Recent research has highlighted the existence of a ‘Scottish Effect’, a term used to describe the higher levels of mortality and poor health experienced in Scotland over and above that explained by socio-economic circumstances. Evidence of this ‘excess’ being concentrated in West Central Scotland has led to discussion of a more specific ‘Glasgow Effect’.   

This study compared health and deprivation in three cities Glasgow, Liverpool and Manchester. The findings of the study showed that the deprivation profiles of Glasgow, Liverpool and Manchester were almost identical. Despite this, premature deaths in Glasgow are more than 30% higher, with all deaths around 15% higher than in the other cities. This ‘excess’ mortality is seen across virtually the whole population: all ages (except the very young), both males and females, in deprived and non-deprived neighbourhoods. 

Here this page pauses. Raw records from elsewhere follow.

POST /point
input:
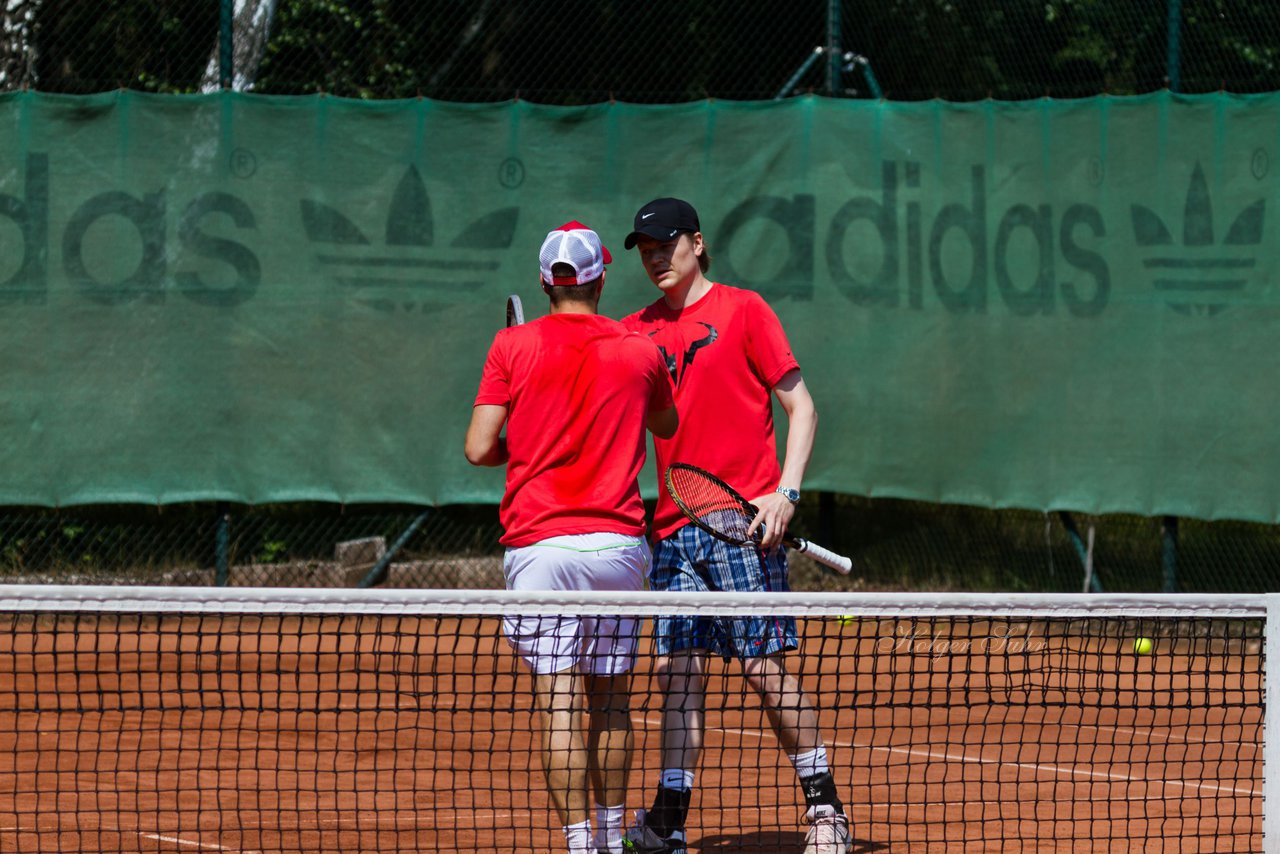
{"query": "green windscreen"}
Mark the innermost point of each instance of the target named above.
(1043, 304)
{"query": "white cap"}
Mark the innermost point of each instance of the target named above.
(580, 247)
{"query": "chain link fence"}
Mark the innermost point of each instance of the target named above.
(577, 51)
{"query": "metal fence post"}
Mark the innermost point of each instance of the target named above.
(225, 62)
(1174, 59)
(1169, 552)
(222, 546)
(835, 60)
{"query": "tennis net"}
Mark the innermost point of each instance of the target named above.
(243, 720)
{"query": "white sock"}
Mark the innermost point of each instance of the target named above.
(608, 827)
(579, 837)
(677, 779)
(812, 763)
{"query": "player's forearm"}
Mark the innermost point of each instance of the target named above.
(801, 433)
(493, 455)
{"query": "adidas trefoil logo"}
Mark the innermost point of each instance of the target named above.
(406, 269)
(1200, 277)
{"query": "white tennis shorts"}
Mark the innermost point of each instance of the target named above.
(598, 645)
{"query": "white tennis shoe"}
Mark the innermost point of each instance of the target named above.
(828, 831)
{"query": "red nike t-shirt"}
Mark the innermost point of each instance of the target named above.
(577, 389)
(725, 354)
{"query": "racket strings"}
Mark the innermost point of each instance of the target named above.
(709, 502)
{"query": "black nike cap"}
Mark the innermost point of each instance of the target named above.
(662, 219)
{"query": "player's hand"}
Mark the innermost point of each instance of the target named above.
(776, 514)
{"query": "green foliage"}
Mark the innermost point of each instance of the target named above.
(100, 45)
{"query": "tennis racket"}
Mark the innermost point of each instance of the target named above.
(721, 511)
(515, 311)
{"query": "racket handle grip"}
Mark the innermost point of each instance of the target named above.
(827, 557)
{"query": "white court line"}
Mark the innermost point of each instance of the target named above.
(1034, 766)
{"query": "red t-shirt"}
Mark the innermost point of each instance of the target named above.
(725, 352)
(577, 389)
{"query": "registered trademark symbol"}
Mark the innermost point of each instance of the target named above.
(1096, 172)
(1260, 164)
(511, 173)
(243, 163)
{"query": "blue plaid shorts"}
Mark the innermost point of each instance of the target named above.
(691, 560)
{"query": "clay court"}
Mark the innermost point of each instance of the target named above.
(382, 734)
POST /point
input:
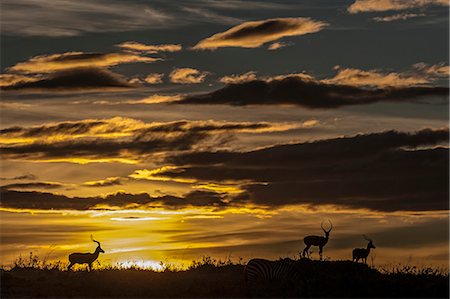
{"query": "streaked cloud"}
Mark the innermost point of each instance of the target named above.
(156, 175)
(15, 79)
(64, 61)
(156, 99)
(187, 76)
(28, 176)
(150, 49)
(375, 78)
(119, 139)
(33, 200)
(210, 16)
(256, 33)
(377, 171)
(65, 18)
(385, 5)
(233, 79)
(300, 91)
(277, 45)
(154, 78)
(436, 70)
(397, 17)
(112, 181)
(33, 185)
(79, 79)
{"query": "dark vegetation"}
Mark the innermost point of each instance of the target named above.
(32, 278)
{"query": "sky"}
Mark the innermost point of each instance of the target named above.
(231, 129)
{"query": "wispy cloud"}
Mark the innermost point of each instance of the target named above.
(150, 49)
(112, 181)
(352, 171)
(397, 17)
(233, 79)
(256, 33)
(33, 185)
(348, 87)
(210, 16)
(277, 45)
(79, 79)
(294, 90)
(16, 79)
(69, 60)
(187, 76)
(119, 139)
(385, 5)
(376, 78)
(56, 18)
(154, 78)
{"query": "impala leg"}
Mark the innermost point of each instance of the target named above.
(306, 251)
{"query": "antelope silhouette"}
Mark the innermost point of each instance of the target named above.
(85, 258)
(363, 253)
(317, 241)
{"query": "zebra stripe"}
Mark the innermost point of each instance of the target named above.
(258, 270)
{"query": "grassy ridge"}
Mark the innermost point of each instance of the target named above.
(209, 278)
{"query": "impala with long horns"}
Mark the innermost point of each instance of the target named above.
(85, 258)
(317, 241)
(363, 253)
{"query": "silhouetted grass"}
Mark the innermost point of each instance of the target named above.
(32, 278)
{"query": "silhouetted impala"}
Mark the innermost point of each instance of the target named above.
(85, 258)
(363, 253)
(317, 241)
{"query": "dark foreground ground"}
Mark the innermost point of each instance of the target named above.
(324, 280)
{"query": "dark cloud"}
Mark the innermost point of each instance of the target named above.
(75, 79)
(256, 33)
(385, 171)
(33, 185)
(132, 148)
(48, 201)
(120, 137)
(68, 128)
(294, 90)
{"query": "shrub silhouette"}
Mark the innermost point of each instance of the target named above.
(209, 277)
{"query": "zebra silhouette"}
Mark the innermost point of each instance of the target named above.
(284, 277)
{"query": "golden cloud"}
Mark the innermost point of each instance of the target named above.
(357, 77)
(70, 60)
(276, 46)
(13, 79)
(120, 140)
(397, 17)
(232, 79)
(256, 33)
(157, 175)
(438, 70)
(135, 46)
(384, 5)
(154, 78)
(187, 76)
(157, 99)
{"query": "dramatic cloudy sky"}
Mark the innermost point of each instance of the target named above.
(171, 130)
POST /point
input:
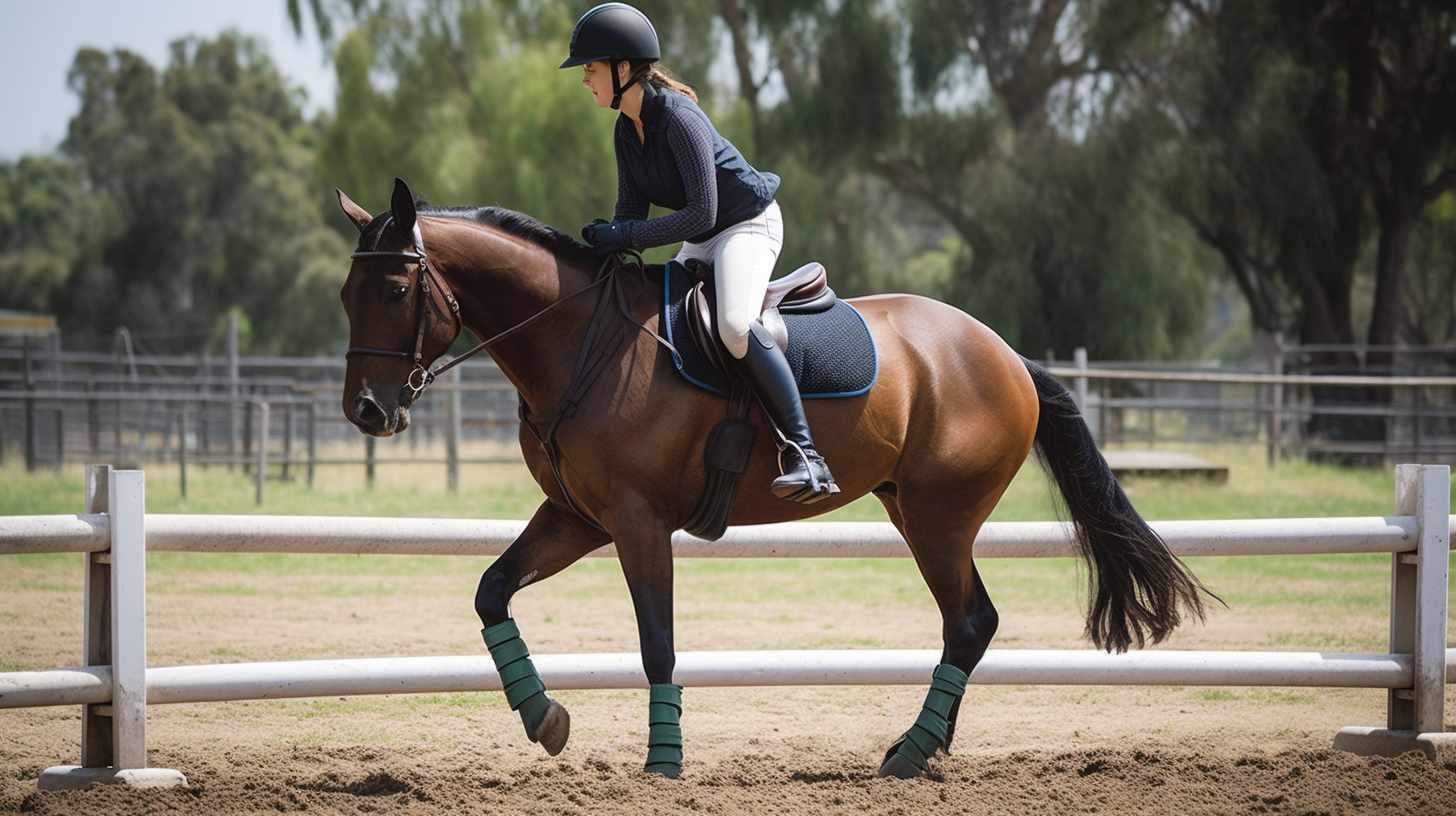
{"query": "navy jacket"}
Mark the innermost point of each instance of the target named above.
(685, 166)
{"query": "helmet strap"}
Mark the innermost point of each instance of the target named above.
(618, 89)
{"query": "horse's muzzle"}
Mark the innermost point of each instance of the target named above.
(372, 417)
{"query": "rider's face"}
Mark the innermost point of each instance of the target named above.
(597, 77)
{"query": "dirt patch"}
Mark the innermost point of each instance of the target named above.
(1033, 749)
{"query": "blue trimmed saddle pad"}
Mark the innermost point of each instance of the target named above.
(830, 351)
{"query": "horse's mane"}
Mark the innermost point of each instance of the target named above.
(505, 220)
(514, 223)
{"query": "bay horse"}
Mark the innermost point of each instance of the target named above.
(936, 440)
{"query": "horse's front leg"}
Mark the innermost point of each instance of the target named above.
(554, 539)
(647, 561)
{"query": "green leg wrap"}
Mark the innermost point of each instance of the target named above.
(910, 755)
(664, 736)
(524, 689)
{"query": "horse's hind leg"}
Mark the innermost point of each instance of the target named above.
(552, 541)
(968, 621)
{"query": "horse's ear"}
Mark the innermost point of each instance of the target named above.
(355, 213)
(404, 207)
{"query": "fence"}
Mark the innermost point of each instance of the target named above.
(1402, 410)
(115, 685)
(280, 417)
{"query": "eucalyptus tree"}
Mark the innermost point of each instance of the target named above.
(203, 174)
(1024, 134)
(1316, 147)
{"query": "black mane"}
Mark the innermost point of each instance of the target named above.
(511, 222)
(505, 220)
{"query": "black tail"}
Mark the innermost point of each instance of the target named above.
(1137, 589)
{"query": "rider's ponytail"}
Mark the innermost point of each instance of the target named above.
(650, 72)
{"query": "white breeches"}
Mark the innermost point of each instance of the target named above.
(743, 258)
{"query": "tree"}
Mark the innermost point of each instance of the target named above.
(204, 174)
(1022, 139)
(47, 225)
(466, 102)
(1311, 133)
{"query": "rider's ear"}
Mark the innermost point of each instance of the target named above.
(404, 207)
(355, 213)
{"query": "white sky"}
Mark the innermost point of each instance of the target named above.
(40, 38)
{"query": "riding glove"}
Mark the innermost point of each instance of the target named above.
(607, 236)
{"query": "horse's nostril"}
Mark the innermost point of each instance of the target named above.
(369, 414)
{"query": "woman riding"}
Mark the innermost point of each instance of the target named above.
(670, 155)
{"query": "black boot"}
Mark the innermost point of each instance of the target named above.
(805, 475)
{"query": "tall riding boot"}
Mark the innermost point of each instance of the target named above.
(805, 475)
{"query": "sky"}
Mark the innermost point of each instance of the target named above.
(40, 38)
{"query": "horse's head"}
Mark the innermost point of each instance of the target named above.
(399, 316)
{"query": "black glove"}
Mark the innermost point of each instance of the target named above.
(586, 230)
(607, 236)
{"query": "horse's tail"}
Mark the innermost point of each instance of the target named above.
(1137, 587)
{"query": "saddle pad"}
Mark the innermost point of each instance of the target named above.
(832, 351)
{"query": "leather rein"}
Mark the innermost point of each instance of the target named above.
(421, 376)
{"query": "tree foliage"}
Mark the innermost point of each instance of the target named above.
(1072, 171)
(185, 194)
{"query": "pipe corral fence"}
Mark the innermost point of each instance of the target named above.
(278, 417)
(115, 685)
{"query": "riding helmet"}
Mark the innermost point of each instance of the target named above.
(613, 32)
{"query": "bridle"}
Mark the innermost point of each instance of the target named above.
(421, 376)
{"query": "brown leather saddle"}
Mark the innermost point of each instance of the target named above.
(804, 290)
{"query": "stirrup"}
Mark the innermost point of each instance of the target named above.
(807, 481)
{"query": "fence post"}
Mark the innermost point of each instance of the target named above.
(262, 449)
(453, 432)
(1415, 717)
(182, 432)
(1276, 429)
(114, 736)
(310, 417)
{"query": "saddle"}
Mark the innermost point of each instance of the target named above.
(826, 341)
(802, 292)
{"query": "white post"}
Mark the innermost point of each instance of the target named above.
(1431, 567)
(128, 631)
(123, 627)
(1415, 719)
(96, 627)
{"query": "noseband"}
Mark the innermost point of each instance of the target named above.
(420, 376)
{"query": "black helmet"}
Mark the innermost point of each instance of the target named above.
(615, 32)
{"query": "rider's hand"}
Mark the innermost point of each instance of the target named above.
(607, 236)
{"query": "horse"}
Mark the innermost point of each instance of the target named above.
(939, 436)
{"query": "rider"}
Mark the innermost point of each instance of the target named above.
(670, 155)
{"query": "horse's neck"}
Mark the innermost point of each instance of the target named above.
(503, 281)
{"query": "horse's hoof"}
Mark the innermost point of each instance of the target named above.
(554, 729)
(899, 767)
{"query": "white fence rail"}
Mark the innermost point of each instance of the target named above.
(115, 685)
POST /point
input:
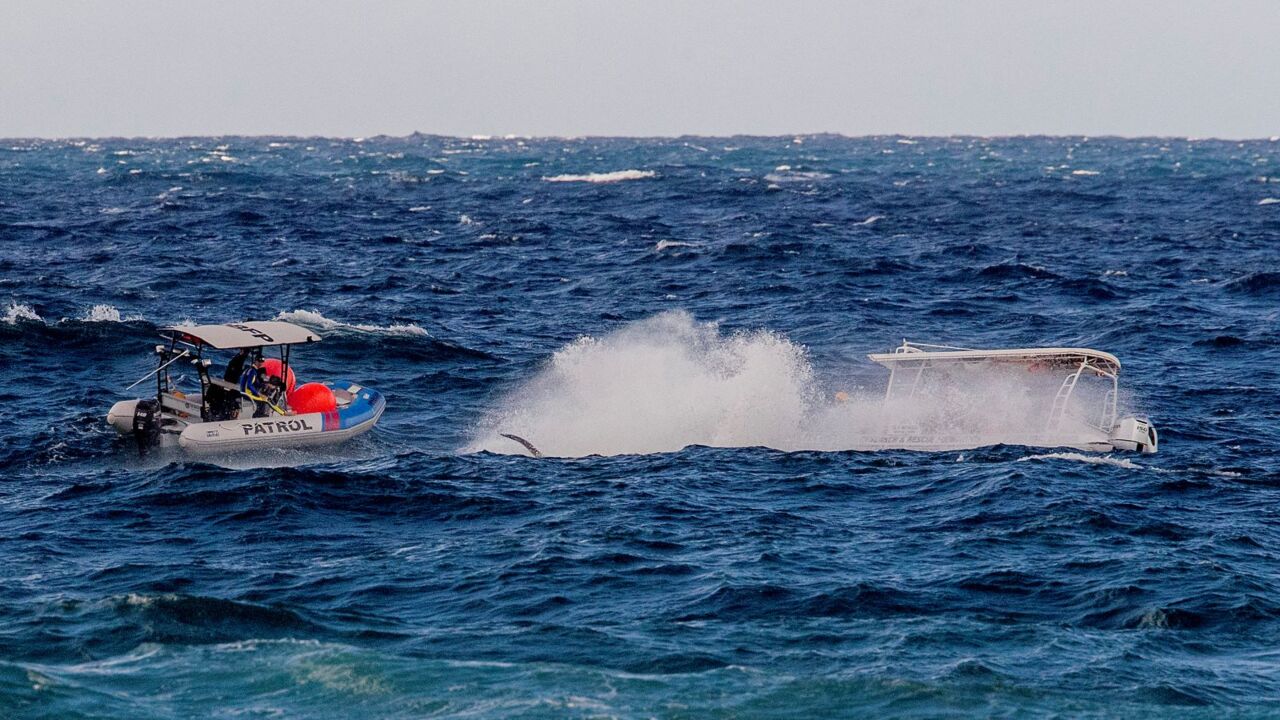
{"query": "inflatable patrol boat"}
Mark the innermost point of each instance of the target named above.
(220, 418)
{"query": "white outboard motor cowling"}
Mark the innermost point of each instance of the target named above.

These results emphasise that while deprivation is a fundamental determinant of health and, therefore, an important driver of mortality, it is only one part of a complex picture. As currently measured, deprivation does not explain the higher levels of mortality experienced by Glasgow in relation to two very similar UK cities. 

Additional explanations are required. This research, in particular the creation of the small area based three-city deprivation measure, has allowed identification of communities in Glasgow which, although almost identical to similar sized areas in Liverpool and Manchester in terms of their socio-economic characteristics, have significantly poorer health outcomes. These are now the focus for the second, qualitative, phase of research.